J'avais promis de donner ma vie au Christ.

J'ai renoncé à la chair, à l'amour humain, à toute étreinte terrestre.

Je croyais que mes vœux seraient mon bouclier éternel,

jusqu'à ce que Rosaura entre dans ma vie.

À l'église, vous entendez tout, mon Père.

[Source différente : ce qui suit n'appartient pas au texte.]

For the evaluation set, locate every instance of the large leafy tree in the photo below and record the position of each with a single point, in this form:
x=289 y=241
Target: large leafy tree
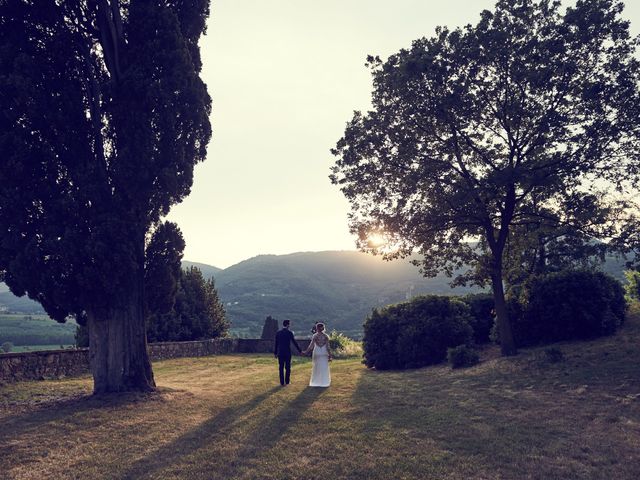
x=478 y=132
x=103 y=117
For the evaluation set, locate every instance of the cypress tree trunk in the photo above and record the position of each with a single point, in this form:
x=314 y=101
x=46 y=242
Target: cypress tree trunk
x=507 y=343
x=118 y=345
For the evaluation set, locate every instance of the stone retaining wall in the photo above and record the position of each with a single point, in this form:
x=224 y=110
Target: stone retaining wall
x=15 y=367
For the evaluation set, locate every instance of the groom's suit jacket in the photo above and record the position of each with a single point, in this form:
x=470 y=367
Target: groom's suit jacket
x=284 y=338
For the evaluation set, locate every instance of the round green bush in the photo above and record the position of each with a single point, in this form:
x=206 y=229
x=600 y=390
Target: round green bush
x=462 y=356
x=481 y=307
x=569 y=305
x=416 y=333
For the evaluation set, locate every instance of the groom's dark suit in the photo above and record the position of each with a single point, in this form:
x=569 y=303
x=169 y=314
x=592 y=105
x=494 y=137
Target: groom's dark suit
x=282 y=350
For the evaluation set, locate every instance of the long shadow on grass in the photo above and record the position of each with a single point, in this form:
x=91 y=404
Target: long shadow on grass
x=270 y=432
x=221 y=427
x=56 y=411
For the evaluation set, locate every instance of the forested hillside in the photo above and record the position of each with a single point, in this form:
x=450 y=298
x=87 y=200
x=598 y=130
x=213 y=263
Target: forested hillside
x=339 y=288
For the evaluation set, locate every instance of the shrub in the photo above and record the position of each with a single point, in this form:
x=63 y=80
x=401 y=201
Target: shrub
x=554 y=355
x=482 y=320
x=343 y=347
x=416 y=333
x=632 y=286
x=569 y=305
x=462 y=356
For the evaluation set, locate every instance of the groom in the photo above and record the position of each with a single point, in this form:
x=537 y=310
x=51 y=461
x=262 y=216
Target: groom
x=282 y=351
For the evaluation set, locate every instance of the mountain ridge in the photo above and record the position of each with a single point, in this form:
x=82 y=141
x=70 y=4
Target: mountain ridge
x=339 y=287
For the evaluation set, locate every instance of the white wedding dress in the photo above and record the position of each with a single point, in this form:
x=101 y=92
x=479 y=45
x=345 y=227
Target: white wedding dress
x=320 y=374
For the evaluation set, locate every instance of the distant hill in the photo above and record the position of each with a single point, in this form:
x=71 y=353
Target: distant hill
x=208 y=271
x=339 y=288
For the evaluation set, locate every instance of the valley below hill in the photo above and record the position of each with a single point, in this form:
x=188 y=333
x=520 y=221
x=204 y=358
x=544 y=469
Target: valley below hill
x=339 y=288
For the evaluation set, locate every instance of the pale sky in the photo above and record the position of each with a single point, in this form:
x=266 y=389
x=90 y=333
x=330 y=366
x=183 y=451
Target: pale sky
x=285 y=77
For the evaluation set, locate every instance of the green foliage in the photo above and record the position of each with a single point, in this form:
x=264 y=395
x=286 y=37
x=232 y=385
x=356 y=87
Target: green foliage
x=554 y=355
x=269 y=329
x=162 y=269
x=197 y=313
x=478 y=131
x=462 y=356
x=342 y=346
x=416 y=333
x=632 y=287
x=82 y=336
x=482 y=315
x=314 y=286
x=104 y=117
x=35 y=330
x=569 y=305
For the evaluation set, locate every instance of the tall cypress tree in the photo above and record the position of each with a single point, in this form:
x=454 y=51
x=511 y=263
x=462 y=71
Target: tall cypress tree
x=104 y=116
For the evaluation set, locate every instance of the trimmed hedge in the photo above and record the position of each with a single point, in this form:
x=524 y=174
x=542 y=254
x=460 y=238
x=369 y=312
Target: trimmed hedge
x=482 y=320
x=569 y=305
x=462 y=356
x=416 y=333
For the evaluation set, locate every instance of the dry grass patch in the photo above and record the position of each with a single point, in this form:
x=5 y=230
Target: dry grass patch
x=226 y=417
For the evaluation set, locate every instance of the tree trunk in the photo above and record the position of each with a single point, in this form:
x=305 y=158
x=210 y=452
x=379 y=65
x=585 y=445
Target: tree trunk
x=118 y=345
x=507 y=343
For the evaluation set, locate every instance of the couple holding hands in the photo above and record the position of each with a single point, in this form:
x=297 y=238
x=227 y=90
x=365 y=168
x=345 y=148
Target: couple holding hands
x=320 y=357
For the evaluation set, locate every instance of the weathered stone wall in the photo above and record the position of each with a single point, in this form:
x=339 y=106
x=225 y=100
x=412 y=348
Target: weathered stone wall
x=42 y=365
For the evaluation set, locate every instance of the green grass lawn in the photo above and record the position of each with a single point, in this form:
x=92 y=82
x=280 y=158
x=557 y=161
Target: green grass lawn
x=226 y=418
x=24 y=329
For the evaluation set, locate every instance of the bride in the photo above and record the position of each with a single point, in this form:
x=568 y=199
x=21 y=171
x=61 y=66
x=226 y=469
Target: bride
x=320 y=374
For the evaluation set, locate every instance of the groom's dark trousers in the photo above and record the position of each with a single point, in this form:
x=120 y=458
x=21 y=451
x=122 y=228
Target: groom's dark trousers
x=282 y=350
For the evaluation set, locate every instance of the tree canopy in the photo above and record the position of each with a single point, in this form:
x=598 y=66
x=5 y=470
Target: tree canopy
x=526 y=119
x=104 y=116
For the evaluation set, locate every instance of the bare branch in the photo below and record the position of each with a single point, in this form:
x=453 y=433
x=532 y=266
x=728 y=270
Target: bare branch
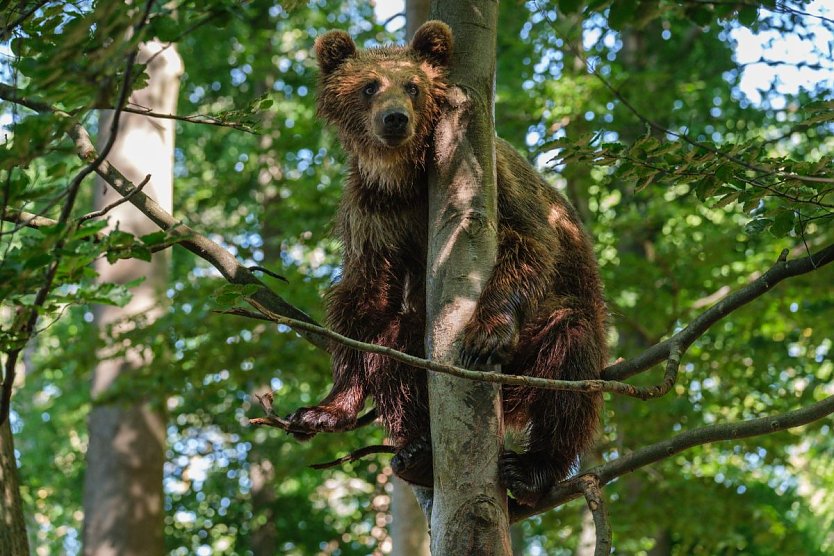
x=268 y=272
x=273 y=420
x=233 y=271
x=357 y=454
x=572 y=488
x=781 y=270
x=28 y=219
x=596 y=503
x=28 y=323
x=114 y=204
x=204 y=119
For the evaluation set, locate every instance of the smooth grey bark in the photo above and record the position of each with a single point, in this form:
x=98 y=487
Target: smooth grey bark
x=416 y=13
x=409 y=530
x=469 y=507
x=13 y=540
x=123 y=510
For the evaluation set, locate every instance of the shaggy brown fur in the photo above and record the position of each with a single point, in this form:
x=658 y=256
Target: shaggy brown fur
x=541 y=313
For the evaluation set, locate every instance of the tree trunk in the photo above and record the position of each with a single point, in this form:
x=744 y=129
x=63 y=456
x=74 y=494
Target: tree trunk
x=409 y=529
x=13 y=540
x=123 y=510
x=469 y=512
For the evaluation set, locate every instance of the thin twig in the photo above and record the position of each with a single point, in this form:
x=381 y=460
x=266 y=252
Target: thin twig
x=29 y=323
x=268 y=272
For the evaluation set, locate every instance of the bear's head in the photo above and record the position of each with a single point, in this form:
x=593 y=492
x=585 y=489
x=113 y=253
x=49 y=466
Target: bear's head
x=384 y=101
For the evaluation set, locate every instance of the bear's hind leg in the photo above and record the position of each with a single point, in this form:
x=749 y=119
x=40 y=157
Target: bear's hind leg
x=561 y=423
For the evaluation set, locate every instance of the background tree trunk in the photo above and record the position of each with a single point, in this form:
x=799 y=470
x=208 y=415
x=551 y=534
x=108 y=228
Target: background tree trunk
x=409 y=530
x=469 y=513
x=13 y=540
x=123 y=484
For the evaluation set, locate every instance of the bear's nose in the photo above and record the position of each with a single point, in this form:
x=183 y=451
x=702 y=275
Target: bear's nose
x=395 y=121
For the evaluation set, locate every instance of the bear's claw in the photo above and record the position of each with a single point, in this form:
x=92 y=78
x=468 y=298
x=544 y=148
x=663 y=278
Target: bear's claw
x=526 y=481
x=306 y=422
x=413 y=463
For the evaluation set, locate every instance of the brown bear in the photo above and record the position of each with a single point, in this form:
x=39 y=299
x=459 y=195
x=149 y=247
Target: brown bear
x=540 y=314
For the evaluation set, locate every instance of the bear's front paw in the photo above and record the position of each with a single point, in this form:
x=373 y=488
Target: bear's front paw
x=413 y=463
x=490 y=343
x=305 y=422
x=526 y=479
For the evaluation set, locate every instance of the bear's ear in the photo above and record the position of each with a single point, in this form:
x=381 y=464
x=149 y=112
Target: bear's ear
x=433 y=41
x=333 y=48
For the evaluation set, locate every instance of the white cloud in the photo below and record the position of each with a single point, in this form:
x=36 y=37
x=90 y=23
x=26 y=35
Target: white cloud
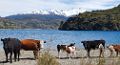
x=9 y=7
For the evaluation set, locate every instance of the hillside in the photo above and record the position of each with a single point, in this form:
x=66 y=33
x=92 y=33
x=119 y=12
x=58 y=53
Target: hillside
x=8 y=24
x=94 y=20
x=31 y=21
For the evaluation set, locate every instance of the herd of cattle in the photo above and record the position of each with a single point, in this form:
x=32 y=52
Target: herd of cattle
x=14 y=45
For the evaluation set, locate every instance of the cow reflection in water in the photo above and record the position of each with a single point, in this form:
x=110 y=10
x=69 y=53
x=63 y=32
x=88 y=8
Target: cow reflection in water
x=70 y=49
x=32 y=45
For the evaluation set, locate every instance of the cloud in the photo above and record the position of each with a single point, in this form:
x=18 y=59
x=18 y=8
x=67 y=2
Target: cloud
x=9 y=7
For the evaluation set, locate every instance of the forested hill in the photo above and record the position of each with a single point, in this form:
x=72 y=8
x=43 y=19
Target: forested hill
x=94 y=20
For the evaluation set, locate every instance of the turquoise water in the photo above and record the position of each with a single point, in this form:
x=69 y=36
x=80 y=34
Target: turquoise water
x=54 y=37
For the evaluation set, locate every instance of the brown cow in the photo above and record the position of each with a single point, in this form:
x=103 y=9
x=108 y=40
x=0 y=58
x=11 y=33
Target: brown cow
x=114 y=48
x=32 y=45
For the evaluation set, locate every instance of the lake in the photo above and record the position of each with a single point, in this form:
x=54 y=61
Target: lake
x=54 y=37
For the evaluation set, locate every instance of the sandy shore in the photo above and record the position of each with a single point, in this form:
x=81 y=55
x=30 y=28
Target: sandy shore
x=27 y=58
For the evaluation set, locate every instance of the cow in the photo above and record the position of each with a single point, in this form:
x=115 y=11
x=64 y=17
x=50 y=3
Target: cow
x=11 y=45
x=70 y=49
x=94 y=44
x=32 y=45
x=114 y=48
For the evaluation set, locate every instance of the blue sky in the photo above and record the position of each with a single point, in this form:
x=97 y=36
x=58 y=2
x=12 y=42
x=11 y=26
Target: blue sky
x=9 y=7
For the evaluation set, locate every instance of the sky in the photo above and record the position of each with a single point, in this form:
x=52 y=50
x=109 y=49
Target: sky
x=11 y=7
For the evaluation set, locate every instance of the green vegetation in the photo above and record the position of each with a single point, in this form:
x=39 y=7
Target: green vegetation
x=47 y=59
x=31 y=21
x=94 y=20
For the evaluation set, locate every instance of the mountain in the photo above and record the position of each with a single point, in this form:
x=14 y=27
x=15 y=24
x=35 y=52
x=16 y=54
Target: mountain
x=7 y=23
x=95 y=20
x=66 y=13
x=43 y=19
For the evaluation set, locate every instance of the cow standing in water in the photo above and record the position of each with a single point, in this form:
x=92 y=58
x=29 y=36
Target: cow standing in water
x=32 y=45
x=11 y=45
x=114 y=48
x=68 y=48
x=94 y=44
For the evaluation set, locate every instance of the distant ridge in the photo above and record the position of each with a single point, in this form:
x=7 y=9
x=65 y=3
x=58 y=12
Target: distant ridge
x=95 y=20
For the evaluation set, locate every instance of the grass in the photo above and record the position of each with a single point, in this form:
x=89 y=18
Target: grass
x=47 y=59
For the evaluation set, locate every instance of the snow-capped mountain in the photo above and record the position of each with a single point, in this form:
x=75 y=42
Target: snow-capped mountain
x=67 y=13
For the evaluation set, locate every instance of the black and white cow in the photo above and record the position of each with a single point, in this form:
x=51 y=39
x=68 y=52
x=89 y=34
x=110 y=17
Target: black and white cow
x=94 y=44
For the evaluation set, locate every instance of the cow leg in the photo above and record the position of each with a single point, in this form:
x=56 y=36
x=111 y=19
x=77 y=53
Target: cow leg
x=111 y=53
x=18 y=55
x=10 y=57
x=117 y=53
x=88 y=52
x=35 y=54
x=101 y=53
x=58 y=49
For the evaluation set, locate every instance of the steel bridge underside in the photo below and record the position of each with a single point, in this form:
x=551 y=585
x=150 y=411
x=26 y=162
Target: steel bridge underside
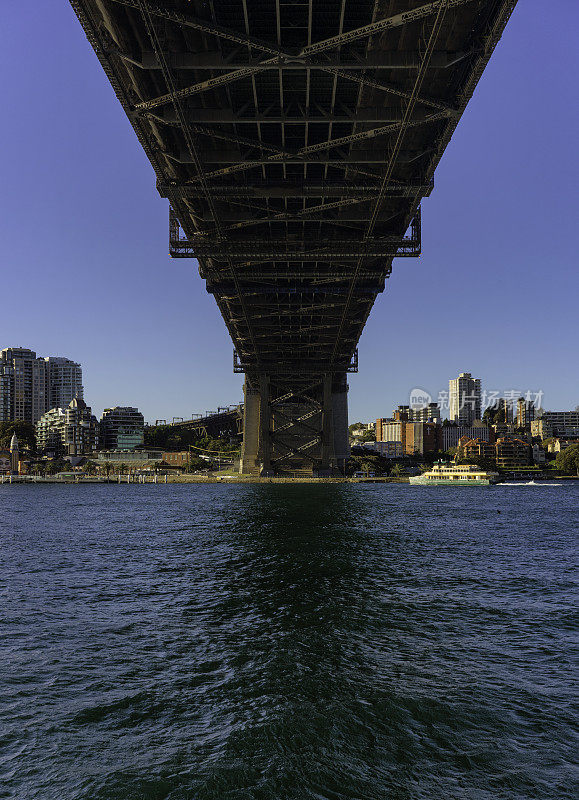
x=294 y=140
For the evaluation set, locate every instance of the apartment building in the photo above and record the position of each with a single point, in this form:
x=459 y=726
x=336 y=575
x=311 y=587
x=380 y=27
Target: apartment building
x=465 y=399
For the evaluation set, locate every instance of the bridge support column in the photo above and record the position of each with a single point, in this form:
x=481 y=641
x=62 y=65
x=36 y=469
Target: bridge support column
x=295 y=425
x=249 y=462
x=340 y=431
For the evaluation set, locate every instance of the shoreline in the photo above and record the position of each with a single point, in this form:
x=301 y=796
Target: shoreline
x=235 y=479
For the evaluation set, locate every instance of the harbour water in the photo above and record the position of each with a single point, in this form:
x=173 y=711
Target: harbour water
x=288 y=642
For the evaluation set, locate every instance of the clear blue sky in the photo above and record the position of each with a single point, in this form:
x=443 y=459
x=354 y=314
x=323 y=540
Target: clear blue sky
x=83 y=236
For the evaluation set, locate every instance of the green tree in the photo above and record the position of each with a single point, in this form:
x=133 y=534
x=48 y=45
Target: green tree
x=567 y=461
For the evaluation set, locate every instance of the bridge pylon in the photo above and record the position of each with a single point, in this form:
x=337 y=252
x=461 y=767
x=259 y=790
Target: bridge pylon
x=295 y=427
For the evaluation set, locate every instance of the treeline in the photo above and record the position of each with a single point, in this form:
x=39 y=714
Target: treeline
x=167 y=437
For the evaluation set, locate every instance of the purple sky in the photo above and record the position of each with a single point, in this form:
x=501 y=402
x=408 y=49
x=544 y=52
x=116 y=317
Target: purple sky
x=83 y=236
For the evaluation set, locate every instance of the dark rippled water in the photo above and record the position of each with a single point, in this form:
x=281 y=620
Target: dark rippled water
x=332 y=642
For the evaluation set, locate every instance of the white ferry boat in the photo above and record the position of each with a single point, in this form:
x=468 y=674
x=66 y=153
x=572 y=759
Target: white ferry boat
x=456 y=475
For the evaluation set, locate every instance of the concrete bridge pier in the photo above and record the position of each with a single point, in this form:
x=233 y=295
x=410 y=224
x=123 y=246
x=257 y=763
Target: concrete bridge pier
x=295 y=425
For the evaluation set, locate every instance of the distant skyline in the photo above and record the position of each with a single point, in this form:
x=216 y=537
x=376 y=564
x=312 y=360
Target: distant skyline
x=84 y=237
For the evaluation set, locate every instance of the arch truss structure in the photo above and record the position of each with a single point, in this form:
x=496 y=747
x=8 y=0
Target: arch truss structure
x=294 y=140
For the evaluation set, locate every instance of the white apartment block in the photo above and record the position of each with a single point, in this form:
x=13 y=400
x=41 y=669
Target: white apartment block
x=30 y=385
x=465 y=399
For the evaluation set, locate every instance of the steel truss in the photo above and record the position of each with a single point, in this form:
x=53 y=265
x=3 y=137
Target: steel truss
x=294 y=142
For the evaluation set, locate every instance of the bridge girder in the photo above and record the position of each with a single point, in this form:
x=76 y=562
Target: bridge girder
x=294 y=144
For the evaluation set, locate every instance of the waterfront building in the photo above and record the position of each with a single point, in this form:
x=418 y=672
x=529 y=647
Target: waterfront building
x=5 y=462
x=385 y=449
x=475 y=449
x=6 y=383
x=30 y=385
x=64 y=381
x=14 y=454
x=412 y=437
x=180 y=459
x=558 y=445
x=122 y=428
x=423 y=437
x=465 y=399
x=50 y=431
x=132 y=458
x=451 y=434
x=539 y=455
x=429 y=413
x=525 y=413
x=556 y=423
x=72 y=430
x=513 y=453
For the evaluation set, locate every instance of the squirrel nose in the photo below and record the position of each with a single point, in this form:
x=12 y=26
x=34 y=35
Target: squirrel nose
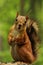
x=19 y=26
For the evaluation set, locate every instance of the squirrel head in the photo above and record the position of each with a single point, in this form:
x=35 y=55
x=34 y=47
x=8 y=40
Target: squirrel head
x=21 y=22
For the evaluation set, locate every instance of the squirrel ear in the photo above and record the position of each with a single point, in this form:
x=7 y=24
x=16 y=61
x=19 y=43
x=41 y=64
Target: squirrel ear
x=17 y=14
x=27 y=17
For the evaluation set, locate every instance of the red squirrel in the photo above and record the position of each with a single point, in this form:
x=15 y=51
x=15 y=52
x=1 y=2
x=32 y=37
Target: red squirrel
x=23 y=39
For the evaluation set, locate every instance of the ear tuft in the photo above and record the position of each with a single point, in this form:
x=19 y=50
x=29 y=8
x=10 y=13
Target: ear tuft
x=27 y=17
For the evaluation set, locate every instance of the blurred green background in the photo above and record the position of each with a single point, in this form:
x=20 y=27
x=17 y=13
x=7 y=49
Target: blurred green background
x=8 y=10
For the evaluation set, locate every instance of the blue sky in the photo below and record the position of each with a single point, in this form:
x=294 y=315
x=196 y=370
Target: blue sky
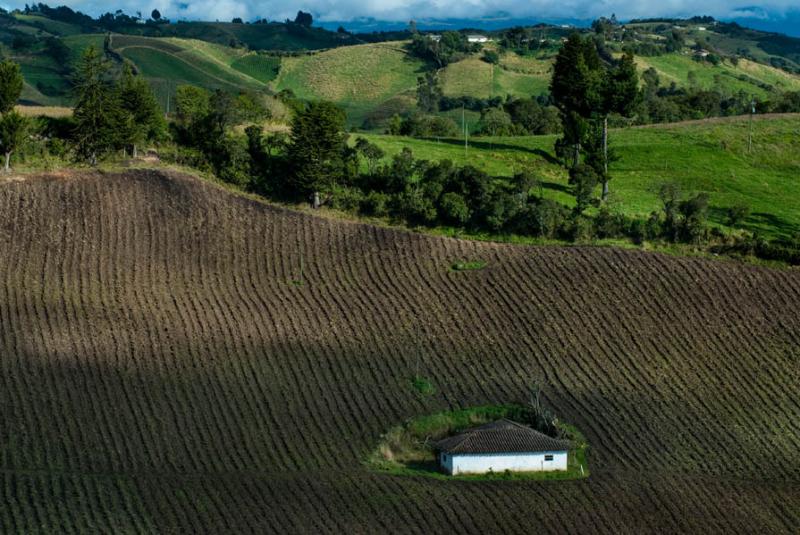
x=775 y=14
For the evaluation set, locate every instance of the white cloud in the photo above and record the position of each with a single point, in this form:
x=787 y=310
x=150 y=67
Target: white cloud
x=426 y=9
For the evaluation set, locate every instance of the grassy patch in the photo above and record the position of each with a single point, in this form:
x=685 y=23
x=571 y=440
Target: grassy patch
x=358 y=78
x=262 y=68
x=407 y=449
x=705 y=156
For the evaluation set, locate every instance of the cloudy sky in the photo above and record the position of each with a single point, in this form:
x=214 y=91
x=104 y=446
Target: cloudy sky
x=403 y=10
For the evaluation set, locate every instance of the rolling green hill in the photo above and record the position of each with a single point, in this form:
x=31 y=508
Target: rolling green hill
x=377 y=79
x=162 y=373
x=708 y=156
x=370 y=81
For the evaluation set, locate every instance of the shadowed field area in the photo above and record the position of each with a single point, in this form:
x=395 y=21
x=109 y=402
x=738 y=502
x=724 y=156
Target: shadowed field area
x=163 y=370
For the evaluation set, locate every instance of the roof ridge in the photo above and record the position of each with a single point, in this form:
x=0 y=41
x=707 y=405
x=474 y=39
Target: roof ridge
x=500 y=435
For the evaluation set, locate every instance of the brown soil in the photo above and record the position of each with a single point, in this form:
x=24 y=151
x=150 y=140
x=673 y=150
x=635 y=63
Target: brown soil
x=160 y=371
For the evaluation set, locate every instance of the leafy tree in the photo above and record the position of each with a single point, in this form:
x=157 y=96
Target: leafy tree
x=97 y=111
x=371 y=152
x=532 y=118
x=136 y=98
x=10 y=85
x=496 y=122
x=429 y=92
x=13 y=133
x=621 y=95
x=304 y=19
x=454 y=208
x=316 y=148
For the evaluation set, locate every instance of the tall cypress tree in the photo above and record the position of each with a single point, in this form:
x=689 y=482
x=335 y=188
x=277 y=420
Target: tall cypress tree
x=576 y=87
x=10 y=85
x=13 y=132
x=620 y=95
x=97 y=111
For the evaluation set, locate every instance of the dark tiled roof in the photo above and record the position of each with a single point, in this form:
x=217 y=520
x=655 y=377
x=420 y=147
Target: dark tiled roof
x=502 y=436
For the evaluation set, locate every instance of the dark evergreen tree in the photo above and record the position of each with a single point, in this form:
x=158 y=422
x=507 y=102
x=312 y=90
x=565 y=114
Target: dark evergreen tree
x=98 y=116
x=576 y=88
x=316 y=148
x=429 y=93
x=13 y=133
x=620 y=95
x=136 y=98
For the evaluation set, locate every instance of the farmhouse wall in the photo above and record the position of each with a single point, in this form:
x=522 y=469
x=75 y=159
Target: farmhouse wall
x=500 y=462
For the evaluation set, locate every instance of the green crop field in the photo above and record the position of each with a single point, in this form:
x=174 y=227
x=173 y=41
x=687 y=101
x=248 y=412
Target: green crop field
x=262 y=68
x=161 y=373
x=474 y=77
x=708 y=156
x=358 y=78
x=747 y=76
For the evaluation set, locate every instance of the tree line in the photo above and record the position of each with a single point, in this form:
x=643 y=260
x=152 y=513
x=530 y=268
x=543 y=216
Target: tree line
x=317 y=162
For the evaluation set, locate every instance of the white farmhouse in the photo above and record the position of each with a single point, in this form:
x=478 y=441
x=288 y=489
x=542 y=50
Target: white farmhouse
x=500 y=446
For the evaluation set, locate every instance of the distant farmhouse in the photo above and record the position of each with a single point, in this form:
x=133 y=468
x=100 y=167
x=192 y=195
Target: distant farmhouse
x=500 y=446
x=477 y=38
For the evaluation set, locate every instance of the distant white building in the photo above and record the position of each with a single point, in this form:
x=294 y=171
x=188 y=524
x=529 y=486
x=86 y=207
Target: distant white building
x=500 y=446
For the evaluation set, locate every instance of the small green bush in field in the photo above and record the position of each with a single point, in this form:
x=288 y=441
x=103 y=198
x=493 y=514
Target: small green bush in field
x=465 y=265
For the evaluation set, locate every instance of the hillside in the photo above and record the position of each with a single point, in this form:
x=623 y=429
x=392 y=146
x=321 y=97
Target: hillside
x=370 y=81
x=709 y=155
x=162 y=372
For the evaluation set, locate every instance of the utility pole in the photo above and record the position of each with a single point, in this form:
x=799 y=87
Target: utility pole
x=750 y=130
x=464 y=128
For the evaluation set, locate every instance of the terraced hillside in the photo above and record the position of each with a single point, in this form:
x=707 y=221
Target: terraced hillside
x=161 y=371
x=378 y=79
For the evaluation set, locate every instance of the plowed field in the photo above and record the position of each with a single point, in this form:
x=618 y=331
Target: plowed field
x=160 y=371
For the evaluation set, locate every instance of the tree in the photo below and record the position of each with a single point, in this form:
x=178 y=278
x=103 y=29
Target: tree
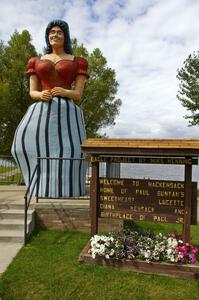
x=99 y=102
x=14 y=85
x=188 y=93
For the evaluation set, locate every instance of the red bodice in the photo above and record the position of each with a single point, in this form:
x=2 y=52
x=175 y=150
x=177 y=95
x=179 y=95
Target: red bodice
x=60 y=74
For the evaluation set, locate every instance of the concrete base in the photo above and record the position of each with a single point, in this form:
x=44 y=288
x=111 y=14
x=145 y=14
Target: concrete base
x=8 y=252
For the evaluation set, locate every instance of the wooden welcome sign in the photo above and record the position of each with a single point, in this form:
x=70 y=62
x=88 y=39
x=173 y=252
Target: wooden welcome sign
x=141 y=199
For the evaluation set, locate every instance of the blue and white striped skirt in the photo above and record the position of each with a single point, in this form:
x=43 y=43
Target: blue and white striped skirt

Si je vous disais ce que je sais, vous tomberiez à la renverse.

Et ce n'est pas très chrétien, c'est le moins qu'on puisse dire.

Dès qu'elle m'a parlé dans ce monde numérique,

j'ai senti mes vœux commencer à s'effriter.

Rosaura est devenue la fissure dans ma foi.

La tentation la plus profonde, la plus dangereuse,

la blessure qui brûle dans mon âme.

Un rappel que la chair est faible.

Je peux venir dimanche, si vous voulez,

après la messe. Je laisserai tout impeccable.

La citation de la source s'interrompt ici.